Exorzismus-Film sorgt für US-Kinoerfolg
(medientipp) „The Exorcism of Emily Rose“ erzählt von einem katholischen Priester, der wegen fahrlässiger Tötung von einem US-amerikanischen Gericht angeklagt wird. Er hat einen Exorzismus vollzogen, der angeblich zum Tod der 19-jährigen Emily Rose geführt hat. Der zwischen Gerichts- und Horrorgenre balancierende Film beruht auf wahren Begebenheiten. In den USA hat „The Exorcism of Emily Rose“ für einen aufsehenerregenden Start an der Kinokasse gesorgt und gleich am ersten Wochenende 30 Millionen Dollar eingespielt, was für eine Low-Budget Produktion sehr ungewöhnlich ist. Nun ist ein Verleiher in der Schweiz daran, den Film in unsere Kinos zu bringen.
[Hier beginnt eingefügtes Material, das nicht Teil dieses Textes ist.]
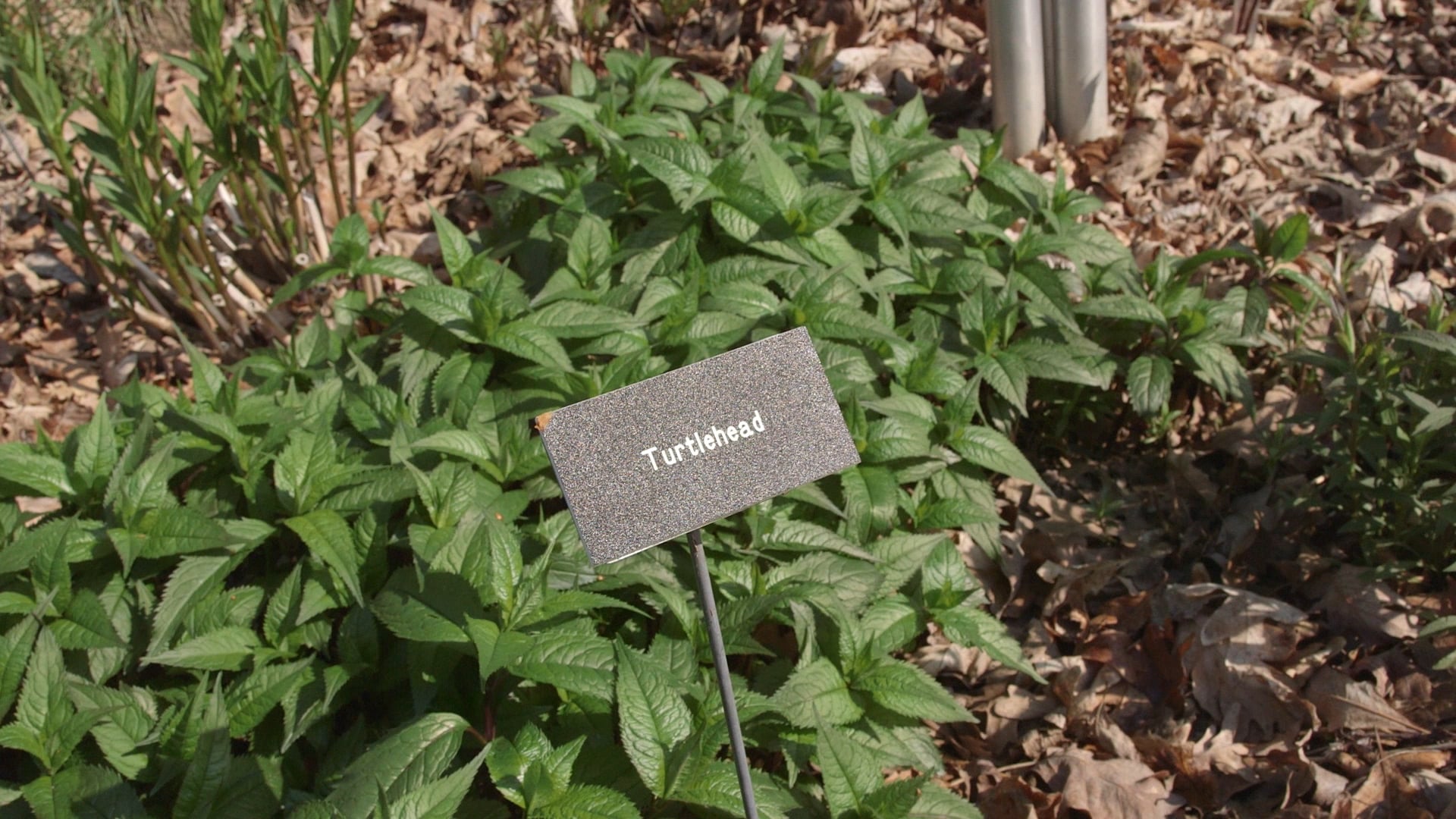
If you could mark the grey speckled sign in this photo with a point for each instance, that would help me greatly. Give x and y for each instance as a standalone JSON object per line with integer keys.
{"x": 653, "y": 461}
Bereits sind erste Stellungnahmen online verfügbar: Auf der Website von SIGNIS, der Internationalen katholischen Medienorganisation, äussern sich Rose Pacatte, Filmkritikerin und Leiterin der Pauliner Schwestern in Los Angeles, sowie Peter Malone, Filmkritiker und Präsident der SIGNIS. In ihren Artikeln versuchen Pacatte und Malone den Film im religiösen und filmischen Diskurs zu verorten. Beide kommen zum Schluss, dass „The Exorcism of Emily Rose“ sehens- und diskussionswert sei.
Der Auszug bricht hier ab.